Limitations & Future Work

  • Theory based on the Infinite-Width Assumption: Although the width of LLMs is typically \(>10^3\), a gap remains relative to \(n \to \infty\); hence, the theoretical bounds may not be perfectly precise.
  • Analysis Limited to a Single LoRA Layer: The theoretical analysis primarily focuses on the dynamics of a single LoRA layer, while multi-layer interaction effects (such as residual connections and attention mechanisms) are not incorporated.
  • Unexplored Adaptive Initialization: Currently, Init[AB] still employs fixed-variance Kaiming initialization.

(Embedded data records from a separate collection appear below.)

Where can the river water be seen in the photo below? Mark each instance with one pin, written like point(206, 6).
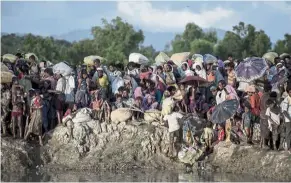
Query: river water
point(128, 176)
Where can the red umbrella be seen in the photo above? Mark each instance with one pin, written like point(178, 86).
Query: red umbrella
point(191, 80)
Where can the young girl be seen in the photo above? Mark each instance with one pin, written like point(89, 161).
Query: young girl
point(247, 123)
point(35, 125)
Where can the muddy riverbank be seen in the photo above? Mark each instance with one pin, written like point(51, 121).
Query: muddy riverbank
point(98, 147)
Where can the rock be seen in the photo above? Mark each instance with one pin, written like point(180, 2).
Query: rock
point(251, 160)
point(101, 146)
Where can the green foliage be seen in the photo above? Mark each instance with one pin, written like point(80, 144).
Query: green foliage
point(283, 46)
point(114, 41)
point(202, 46)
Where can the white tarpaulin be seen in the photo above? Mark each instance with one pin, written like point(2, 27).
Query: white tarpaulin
point(138, 58)
point(62, 68)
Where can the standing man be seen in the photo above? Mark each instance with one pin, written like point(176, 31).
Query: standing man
point(286, 109)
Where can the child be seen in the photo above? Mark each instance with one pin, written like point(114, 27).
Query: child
point(273, 114)
point(174, 129)
point(247, 123)
point(35, 125)
point(137, 104)
point(18, 110)
point(118, 103)
point(208, 135)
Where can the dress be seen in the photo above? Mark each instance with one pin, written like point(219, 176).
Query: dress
point(82, 96)
point(35, 125)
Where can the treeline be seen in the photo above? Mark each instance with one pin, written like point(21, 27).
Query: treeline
point(116, 39)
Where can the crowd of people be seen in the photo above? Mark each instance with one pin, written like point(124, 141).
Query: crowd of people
point(39, 97)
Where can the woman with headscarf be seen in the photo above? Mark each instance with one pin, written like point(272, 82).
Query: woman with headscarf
point(185, 70)
point(199, 69)
point(169, 76)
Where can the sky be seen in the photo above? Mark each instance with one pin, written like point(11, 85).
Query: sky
point(59, 17)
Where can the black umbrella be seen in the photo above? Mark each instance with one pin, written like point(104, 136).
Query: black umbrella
point(280, 77)
point(224, 111)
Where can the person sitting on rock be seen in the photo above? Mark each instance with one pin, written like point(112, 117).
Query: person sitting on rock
point(174, 129)
point(137, 104)
point(208, 135)
point(118, 103)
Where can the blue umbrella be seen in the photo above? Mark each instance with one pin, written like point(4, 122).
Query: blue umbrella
point(224, 111)
point(251, 69)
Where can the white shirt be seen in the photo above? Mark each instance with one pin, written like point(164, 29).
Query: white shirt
point(220, 97)
point(61, 85)
point(286, 106)
point(273, 116)
point(173, 121)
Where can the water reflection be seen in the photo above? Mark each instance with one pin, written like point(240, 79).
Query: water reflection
point(129, 176)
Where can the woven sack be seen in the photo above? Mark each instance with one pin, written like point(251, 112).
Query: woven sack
point(152, 115)
point(6, 77)
point(121, 115)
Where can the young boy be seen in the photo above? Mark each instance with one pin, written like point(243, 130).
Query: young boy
point(273, 113)
point(247, 123)
point(174, 129)
point(208, 135)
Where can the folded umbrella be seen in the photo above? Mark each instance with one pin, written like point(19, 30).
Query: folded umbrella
point(251, 69)
point(191, 80)
point(224, 111)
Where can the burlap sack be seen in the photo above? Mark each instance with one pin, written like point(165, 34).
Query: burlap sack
point(120, 115)
point(152, 115)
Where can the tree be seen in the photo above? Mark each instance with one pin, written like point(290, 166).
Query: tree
point(179, 44)
point(283, 46)
point(116, 39)
point(261, 44)
point(192, 32)
point(210, 36)
point(149, 52)
point(202, 46)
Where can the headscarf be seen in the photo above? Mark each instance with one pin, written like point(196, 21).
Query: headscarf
point(201, 73)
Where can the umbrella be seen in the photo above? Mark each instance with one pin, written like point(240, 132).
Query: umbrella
point(162, 58)
point(197, 57)
point(224, 111)
point(251, 69)
point(209, 59)
point(179, 58)
point(270, 56)
point(280, 77)
point(190, 80)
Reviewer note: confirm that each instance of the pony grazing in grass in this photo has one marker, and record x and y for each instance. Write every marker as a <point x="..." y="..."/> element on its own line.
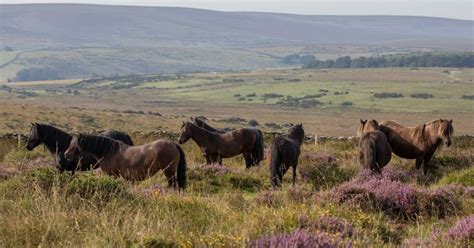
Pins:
<point x="57" y="141"/>
<point x="374" y="149"/>
<point x="284" y="153"/>
<point x="418" y="142"/>
<point x="215" y="146"/>
<point x="134" y="163"/>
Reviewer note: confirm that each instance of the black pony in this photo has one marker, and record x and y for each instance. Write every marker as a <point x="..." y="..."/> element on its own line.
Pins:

Whether there exist superior data-dependent or layer-dependent initialization strategies remains an open question.
  • Lack of Validation on Ultra-Large-Scale Models: Experiments are concentrated on 7B-8B models, and performance on 70B+ models remains to be verified.
  • Integration with Other PEFT Methods: The compatibility and cumulative effects of combining Init[AB] with other methods, such as QLoRA and AdaLoRA, have not been explored.
  • Limited Task Types: Validation is mainly conducted on NLU/NLG tasks; experiments on multimodal fine-tuning and code generation scenarios are currently lacking.
  • LoRA Initialization Subline: Hayou et al. (2024b) analyzing the difference of Kaiming initialization applied to A vs B under zero-initialization; PiSSA (Meng et al., 2024) initializing LoRA with principal components via SVD decomposition; whereas this paper directly challenges the premise of zero-initialization itself.
  • LoRA Learning Rate Studies: Hayou et al. (2024a) analyzing the optimal learning rate of LoRA from the perspective of scaling theory; LoRA+ (Hayou et al., 2024c) setting different learning rates for A and B; whereas this paper reveals a deep coupling between initialization strategies and learning rate selections.
  • rsLoRA: Improving training stability at high ranks by adjusting the scaling factor from \(\alpha/r \to \alpha/\sqrt{r}\); orthogonal and additive block to Init[AB].
  • Neural Network Scaling Theory: Kaiming initialization, μP (Yang et al., 2022), maximal update parametrization, etc. This work extends these theoretical tools to the analysis of non-zero initialization in LoRA.

Rating

  • Novelty: ⭐⭐⭐⭐ — Challenges the most foundational zero-initialization assumption in LoRA from a unique perspective, though the modification itself is extremely simple.
  • Experimental Thoroughness: ⭐⭐⭐⭐ — Systematic validation across multiple models, tasks, and learning rates, with thorough ablation studies, although lacking experiments on ultra-large models.
  • Writing Quality: ⭐⭐⭐⭐ — Rigorous and clear theoretical derivations with a complete notation system, although mathematically dense with a relatively high barrier to entry.
  • Value: ⭐⭐⭐⭐ — Highly practical (requiring only a single line of code change), and the theoretical insights provide valuable guidance for the LoRA community.